Emma Auchentaller: Briefe aus GradoGrado – für viele Urlauber ihre erste Begegnung mit Italien. Wie alles begann schildern die Briefe von Emma Auchentaller an ihre Eltern.

Christine Casapicola trug die vielen Briefe, die Emma Auchentaller an ihre Eltern schrieb, zusammen und schuf damit eine lebendige Geschichte von Grado.

Emma Auchentaller war die Frau von Josef Maria „Pepi“ Auchentaller, einem bekannten Wiener Maler und Secessionisten, der leider in unserer Zeit ein wenig in Vergessenheit geriet.

Die Familie Auchentaller ist mit ihrer etwas kränklichen Tochter anfangs auf Erholung in Grado. Emma erkennt das Potential des Seebades und kauft mit Hilfe ihres Vaters und Bekannten die ehemalige napoleonische Festung und baut es in das Erste Hotel in Grado, das Fortino, um.
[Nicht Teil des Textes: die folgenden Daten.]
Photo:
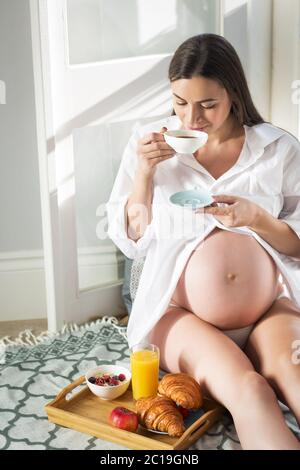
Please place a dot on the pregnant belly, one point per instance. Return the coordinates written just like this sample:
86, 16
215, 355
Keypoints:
229, 281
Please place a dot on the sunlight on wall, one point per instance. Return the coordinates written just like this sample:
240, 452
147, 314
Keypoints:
154, 18
230, 5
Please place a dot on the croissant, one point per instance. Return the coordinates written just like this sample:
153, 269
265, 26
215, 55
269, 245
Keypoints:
182, 389
160, 414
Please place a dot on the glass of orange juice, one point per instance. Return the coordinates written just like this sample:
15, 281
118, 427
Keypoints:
144, 360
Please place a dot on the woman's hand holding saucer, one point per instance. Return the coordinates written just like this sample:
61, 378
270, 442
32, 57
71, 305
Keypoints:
239, 211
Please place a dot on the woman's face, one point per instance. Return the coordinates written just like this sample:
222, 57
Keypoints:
201, 103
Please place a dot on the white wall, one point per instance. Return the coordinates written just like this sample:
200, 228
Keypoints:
248, 26
22, 290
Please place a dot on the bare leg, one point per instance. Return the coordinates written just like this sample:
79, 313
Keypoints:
189, 344
270, 348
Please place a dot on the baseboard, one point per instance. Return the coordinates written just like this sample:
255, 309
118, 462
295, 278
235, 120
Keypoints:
22, 280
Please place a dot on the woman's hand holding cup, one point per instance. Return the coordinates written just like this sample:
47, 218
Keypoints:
152, 150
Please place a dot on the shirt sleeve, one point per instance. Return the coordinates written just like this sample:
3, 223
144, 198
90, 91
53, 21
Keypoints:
290, 213
115, 207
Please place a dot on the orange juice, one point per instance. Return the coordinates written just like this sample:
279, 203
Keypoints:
144, 372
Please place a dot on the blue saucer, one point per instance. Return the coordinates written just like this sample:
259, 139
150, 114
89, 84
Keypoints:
194, 198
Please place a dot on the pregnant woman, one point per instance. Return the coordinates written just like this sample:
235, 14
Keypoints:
212, 299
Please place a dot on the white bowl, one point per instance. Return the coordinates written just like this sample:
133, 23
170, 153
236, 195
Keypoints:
192, 141
108, 392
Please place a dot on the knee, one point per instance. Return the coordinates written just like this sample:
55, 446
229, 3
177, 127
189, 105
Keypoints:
254, 387
287, 368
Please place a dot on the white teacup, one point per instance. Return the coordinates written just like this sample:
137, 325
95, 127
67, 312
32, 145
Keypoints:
186, 141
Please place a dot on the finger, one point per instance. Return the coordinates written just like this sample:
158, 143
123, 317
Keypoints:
154, 146
214, 210
160, 153
225, 198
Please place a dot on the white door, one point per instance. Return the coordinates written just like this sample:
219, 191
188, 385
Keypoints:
100, 67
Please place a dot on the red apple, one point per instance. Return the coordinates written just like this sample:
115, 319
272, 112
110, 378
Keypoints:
183, 411
124, 419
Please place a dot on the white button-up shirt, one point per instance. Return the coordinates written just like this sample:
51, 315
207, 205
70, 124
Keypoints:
267, 172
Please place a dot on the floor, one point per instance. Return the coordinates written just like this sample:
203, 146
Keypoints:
13, 328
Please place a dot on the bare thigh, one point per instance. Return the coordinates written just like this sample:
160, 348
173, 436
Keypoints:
189, 344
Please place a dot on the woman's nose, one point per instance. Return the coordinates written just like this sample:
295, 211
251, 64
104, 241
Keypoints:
193, 116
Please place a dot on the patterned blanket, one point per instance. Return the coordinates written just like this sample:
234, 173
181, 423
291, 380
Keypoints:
30, 376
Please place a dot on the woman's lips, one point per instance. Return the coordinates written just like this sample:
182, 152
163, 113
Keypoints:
197, 128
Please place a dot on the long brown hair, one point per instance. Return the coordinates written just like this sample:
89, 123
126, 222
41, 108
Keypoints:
212, 56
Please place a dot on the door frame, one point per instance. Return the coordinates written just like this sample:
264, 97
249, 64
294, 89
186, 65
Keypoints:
63, 296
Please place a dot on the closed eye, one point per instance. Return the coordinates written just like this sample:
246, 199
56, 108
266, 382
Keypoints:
204, 107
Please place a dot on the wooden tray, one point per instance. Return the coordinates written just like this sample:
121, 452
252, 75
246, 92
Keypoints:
88, 413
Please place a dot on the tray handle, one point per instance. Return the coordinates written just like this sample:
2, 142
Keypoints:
196, 430
62, 394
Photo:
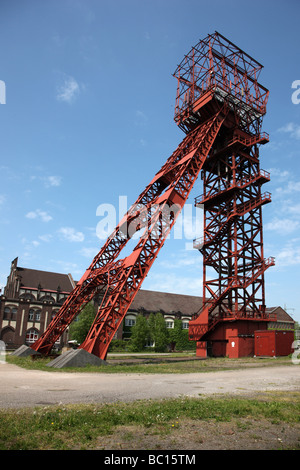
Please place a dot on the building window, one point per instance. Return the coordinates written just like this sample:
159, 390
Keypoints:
129, 322
31, 336
10, 313
6, 313
34, 315
31, 315
14, 312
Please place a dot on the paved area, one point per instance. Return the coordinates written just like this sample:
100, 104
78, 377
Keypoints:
21, 388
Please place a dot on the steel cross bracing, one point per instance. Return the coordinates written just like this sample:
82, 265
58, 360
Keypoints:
232, 246
155, 213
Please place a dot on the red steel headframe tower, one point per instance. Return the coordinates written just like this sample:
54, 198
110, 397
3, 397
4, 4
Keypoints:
216, 71
219, 106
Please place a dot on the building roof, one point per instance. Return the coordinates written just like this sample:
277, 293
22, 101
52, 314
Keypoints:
281, 314
164, 302
33, 278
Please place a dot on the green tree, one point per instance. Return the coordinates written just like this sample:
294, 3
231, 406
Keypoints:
140, 333
80, 327
151, 326
161, 336
175, 335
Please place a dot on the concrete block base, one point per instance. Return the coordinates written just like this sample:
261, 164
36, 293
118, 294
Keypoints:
76, 358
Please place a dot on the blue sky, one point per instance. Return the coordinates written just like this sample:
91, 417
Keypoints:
88, 117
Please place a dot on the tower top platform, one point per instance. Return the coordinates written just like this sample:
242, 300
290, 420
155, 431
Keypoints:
216, 70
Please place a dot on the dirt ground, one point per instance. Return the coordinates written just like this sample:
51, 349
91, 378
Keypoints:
241, 434
20, 387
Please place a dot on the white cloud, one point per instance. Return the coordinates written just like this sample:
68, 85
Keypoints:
291, 187
52, 181
290, 254
89, 252
45, 238
292, 129
70, 234
38, 214
68, 91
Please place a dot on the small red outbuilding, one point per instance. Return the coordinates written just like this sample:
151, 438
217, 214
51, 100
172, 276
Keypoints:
273, 343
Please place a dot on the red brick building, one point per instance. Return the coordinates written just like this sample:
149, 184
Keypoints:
31, 298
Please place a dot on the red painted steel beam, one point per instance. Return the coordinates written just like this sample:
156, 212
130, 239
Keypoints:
169, 189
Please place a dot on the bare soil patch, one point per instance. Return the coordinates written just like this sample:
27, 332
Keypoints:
242, 434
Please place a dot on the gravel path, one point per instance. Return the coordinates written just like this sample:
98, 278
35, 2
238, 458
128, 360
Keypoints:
20, 387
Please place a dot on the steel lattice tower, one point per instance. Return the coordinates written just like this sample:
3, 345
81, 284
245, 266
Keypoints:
220, 106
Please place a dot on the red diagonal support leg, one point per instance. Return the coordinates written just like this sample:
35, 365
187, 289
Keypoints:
155, 211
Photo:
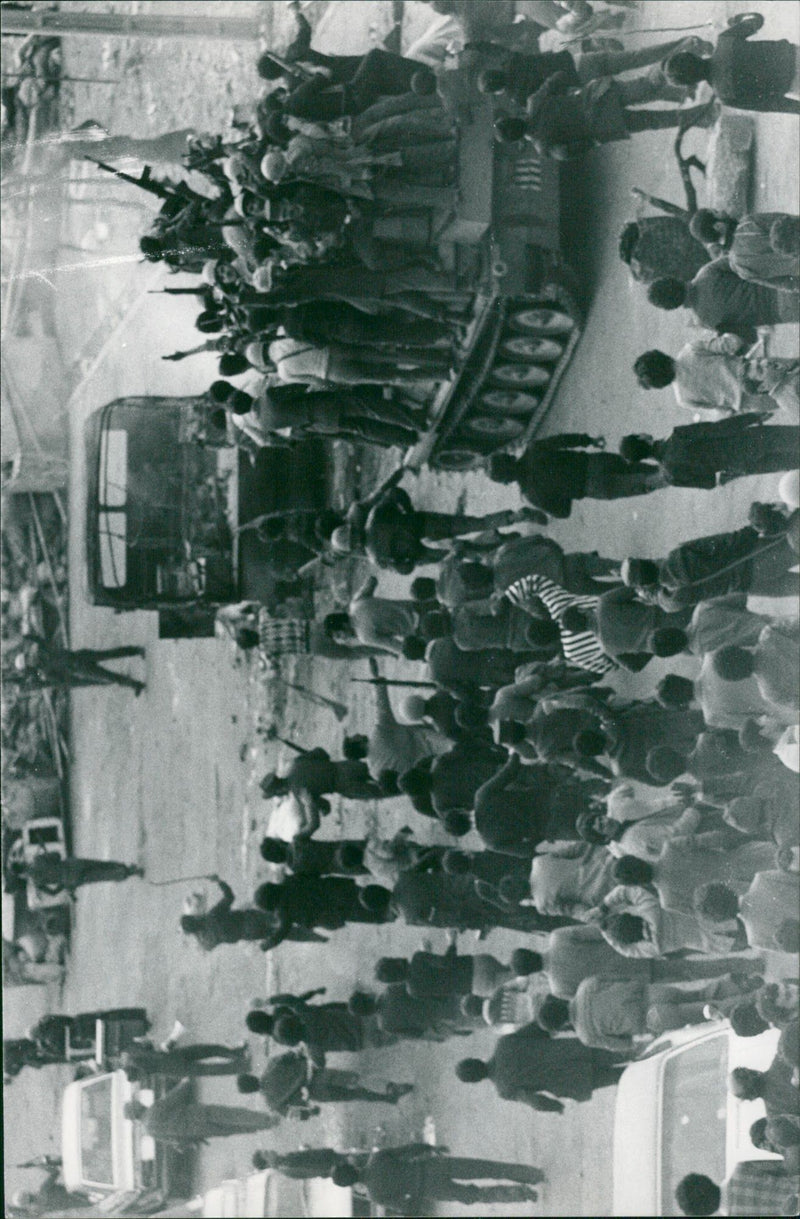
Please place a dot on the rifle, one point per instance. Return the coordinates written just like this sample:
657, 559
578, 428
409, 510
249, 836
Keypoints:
146, 182
290, 68
422, 685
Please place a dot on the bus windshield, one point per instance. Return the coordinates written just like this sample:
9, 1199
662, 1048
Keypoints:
694, 1115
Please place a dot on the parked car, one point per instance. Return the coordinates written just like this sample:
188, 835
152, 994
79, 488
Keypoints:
103, 1152
675, 1114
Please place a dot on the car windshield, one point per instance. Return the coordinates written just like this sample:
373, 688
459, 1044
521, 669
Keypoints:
95, 1134
694, 1117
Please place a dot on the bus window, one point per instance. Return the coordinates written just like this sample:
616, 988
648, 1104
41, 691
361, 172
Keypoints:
114, 468
112, 545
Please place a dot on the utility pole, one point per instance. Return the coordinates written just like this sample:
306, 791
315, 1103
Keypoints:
104, 24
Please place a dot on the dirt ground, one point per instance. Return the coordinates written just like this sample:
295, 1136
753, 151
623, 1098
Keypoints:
170, 780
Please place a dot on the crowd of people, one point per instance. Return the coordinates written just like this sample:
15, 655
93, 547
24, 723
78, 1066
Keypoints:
650, 844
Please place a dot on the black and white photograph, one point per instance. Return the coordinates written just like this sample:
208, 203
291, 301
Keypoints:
400, 608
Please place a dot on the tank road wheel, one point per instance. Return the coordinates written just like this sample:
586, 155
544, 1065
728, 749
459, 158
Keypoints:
499, 401
495, 428
528, 346
542, 321
518, 376
457, 460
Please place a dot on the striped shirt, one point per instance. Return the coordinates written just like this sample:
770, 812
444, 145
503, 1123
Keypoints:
582, 647
282, 636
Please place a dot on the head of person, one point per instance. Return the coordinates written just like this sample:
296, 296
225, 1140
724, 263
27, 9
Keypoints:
576, 621
767, 518
267, 68
260, 1022
503, 468
589, 742
361, 1003
675, 691
435, 624
510, 732
526, 962
289, 1029
622, 927
273, 785
392, 969
345, 1175
472, 1006
276, 128
510, 129
667, 641
414, 647
628, 239
275, 850
715, 902
350, 856
637, 446
789, 489
684, 68
423, 588
388, 780
151, 248
221, 391
342, 540
698, 1195
268, 896
423, 82
233, 363
553, 1014
787, 938
712, 228
472, 1070
639, 573
596, 828
746, 1020
654, 369
733, 663
745, 1084
355, 747
209, 322
414, 708
667, 293
246, 1084
338, 627
664, 763
456, 823
632, 870
759, 1135
375, 899
492, 81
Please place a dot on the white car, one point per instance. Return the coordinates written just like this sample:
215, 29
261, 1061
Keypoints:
675, 1114
103, 1152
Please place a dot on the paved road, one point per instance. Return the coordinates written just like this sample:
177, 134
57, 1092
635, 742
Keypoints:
168, 780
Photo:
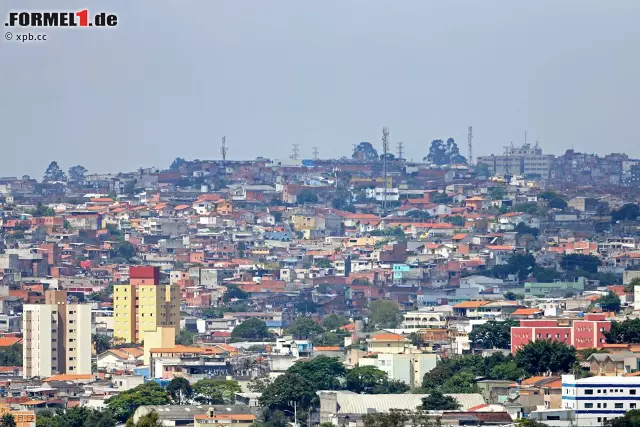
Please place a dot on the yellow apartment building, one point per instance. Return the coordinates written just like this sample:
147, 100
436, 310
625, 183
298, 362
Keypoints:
144, 304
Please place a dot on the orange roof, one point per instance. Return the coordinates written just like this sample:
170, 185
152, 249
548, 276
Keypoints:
388, 337
34, 402
238, 417
70, 377
471, 304
9, 341
527, 311
500, 247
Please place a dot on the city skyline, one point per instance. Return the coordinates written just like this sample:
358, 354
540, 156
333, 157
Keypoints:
325, 76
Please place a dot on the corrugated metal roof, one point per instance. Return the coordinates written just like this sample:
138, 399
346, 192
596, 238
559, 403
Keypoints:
353, 403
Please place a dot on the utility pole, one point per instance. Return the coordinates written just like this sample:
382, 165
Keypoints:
470, 142
223, 149
400, 150
385, 151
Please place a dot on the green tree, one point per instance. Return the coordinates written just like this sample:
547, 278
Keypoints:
326, 373
462, 382
334, 321
185, 337
123, 405
234, 292
631, 286
573, 262
304, 327
365, 379
436, 401
124, 250
42, 210
260, 384
101, 342
77, 174
214, 392
152, 419
328, 339
630, 419
383, 314
251, 329
180, 390
557, 203
492, 334
287, 389
307, 196
7, 420
628, 212
11, 355
456, 220
625, 332
54, 173
543, 356
609, 302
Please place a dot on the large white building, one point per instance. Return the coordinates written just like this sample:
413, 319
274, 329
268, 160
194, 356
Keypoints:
57, 337
595, 400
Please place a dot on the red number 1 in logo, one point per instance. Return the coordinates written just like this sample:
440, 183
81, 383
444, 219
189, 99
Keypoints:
84, 17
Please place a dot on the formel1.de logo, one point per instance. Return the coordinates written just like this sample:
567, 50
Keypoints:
80, 18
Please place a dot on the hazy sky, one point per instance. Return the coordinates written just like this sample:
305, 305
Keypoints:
174, 76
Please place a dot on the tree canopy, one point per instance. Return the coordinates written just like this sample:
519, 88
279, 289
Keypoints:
123, 405
543, 356
304, 328
625, 332
383, 314
436, 401
326, 373
441, 153
492, 334
54, 173
251, 329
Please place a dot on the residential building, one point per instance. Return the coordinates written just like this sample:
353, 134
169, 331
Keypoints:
523, 160
580, 333
57, 337
595, 400
144, 304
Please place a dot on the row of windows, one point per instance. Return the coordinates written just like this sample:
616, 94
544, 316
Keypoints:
632, 405
611, 390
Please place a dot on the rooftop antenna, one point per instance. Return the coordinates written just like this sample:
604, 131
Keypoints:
224, 149
470, 142
385, 151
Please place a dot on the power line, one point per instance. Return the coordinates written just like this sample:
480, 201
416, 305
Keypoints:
400, 146
385, 150
470, 142
224, 149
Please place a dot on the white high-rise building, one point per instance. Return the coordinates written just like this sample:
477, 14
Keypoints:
57, 337
595, 400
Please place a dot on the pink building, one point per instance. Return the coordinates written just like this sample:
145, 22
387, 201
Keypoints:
584, 333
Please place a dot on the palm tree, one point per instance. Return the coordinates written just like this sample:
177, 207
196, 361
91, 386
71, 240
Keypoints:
7, 420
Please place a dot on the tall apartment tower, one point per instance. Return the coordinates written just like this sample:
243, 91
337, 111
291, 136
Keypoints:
57, 337
144, 304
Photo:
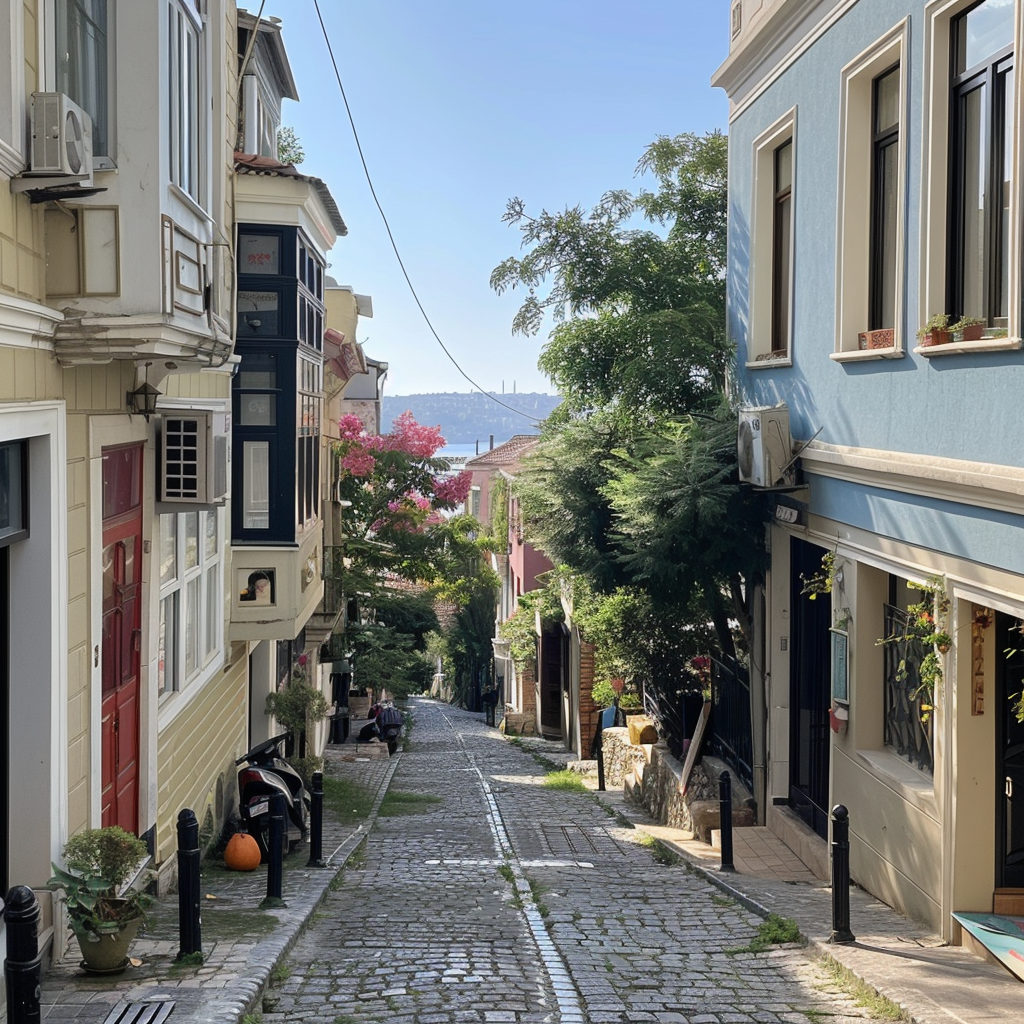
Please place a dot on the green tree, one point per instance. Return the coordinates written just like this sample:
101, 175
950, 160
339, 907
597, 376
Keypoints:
639, 313
289, 147
634, 484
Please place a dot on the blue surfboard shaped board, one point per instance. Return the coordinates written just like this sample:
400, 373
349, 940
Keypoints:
1001, 936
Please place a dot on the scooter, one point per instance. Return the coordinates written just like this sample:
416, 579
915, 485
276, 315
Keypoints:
264, 773
389, 722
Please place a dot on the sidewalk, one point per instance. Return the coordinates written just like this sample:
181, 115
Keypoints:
242, 943
932, 982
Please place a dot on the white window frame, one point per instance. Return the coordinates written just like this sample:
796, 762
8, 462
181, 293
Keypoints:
759, 339
187, 91
100, 161
935, 186
853, 254
204, 579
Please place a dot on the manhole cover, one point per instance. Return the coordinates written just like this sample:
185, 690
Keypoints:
140, 1013
581, 844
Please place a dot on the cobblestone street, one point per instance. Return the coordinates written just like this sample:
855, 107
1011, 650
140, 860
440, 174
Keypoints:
505, 900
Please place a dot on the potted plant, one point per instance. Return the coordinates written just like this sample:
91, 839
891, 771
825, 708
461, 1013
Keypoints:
882, 338
968, 329
104, 913
936, 331
926, 635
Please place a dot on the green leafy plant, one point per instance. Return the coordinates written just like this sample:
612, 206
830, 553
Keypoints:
564, 779
823, 581
925, 631
967, 322
99, 861
520, 632
296, 706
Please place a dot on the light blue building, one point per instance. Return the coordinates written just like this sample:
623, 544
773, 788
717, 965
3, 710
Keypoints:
875, 179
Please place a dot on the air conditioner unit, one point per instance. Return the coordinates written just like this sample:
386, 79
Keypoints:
195, 458
61, 138
764, 446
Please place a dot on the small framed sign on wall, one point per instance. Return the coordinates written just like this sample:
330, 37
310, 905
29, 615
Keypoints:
841, 666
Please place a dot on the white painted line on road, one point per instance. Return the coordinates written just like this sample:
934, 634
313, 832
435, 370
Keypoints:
569, 1009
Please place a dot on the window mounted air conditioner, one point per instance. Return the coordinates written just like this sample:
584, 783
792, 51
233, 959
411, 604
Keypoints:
764, 446
195, 458
61, 138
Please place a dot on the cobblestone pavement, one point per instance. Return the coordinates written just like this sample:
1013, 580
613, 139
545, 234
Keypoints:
242, 940
502, 900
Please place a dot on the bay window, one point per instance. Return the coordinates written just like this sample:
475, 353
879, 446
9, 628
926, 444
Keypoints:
189, 596
83, 66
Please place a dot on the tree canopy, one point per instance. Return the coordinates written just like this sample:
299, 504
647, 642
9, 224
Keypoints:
639, 313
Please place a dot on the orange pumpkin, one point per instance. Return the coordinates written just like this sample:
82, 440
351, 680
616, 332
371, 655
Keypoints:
242, 853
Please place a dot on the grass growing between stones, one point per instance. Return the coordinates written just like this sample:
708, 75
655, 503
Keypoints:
877, 1005
537, 891
348, 802
773, 931
396, 803
659, 851
565, 780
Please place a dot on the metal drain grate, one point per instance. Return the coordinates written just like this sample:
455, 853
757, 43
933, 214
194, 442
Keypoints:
580, 844
140, 1013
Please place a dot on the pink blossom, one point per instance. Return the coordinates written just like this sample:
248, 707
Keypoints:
351, 426
412, 437
358, 462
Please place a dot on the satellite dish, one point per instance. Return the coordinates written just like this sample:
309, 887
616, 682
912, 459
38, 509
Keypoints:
74, 141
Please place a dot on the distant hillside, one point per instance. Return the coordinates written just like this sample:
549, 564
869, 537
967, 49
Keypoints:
467, 418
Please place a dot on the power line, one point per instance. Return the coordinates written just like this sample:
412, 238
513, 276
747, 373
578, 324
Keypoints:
387, 227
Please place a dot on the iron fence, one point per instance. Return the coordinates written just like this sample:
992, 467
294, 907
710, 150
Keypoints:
909, 719
730, 737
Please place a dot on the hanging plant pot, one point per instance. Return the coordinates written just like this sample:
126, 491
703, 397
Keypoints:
242, 853
107, 953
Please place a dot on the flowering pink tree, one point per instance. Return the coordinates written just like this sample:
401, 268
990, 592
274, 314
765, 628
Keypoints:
399, 489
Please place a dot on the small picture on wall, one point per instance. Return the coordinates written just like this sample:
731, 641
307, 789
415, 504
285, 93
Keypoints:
256, 586
841, 666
Damit allein ist die tatkräftige Frau, die aber im Laufe der Zeit auch an Grenzen stößt, noch nicht zufrieden: die ehemalige Schule, die ebenfalls in eine Pension umgewandelt wird, eine Waschanstalt und der Kauf einer Insel, Morgo, auf der der Petershof errichtet wird, folgen.

In den Briefen erfahren wir wie die Arbeit voran geht, von den Schwierigkeiten mit Behörden und Nachbarn, von Stürmen, die in Grado und auch an ihren Besitztümern immer wieder Schäden verursachen und von ihren berühmten und weniger berühmten Gästen. Der Leser der Briefe ist wie live dabei. Und obwohl man nur die Briefe von Emma – und manchmal auch jene von Pepi an seine Schwiegereltern – liest, entsteht ein Bild vor den Augen des Lesers. Ein Bild über das Grado der damaligen Zeit, über das Fortino, über die Familie und auch über den Künstler Auchentaller.

Die Briefe fügen sich wie ein Roman zusammen, man ist bereits gespannt auf die nächsten Berichte von Emma aus Grade und ob sie es diesmal schaffen wird, die Waschanstalt in Betrieb zu nehmen oder was alles wieder im Fortino oder auf Morgo passiert ist.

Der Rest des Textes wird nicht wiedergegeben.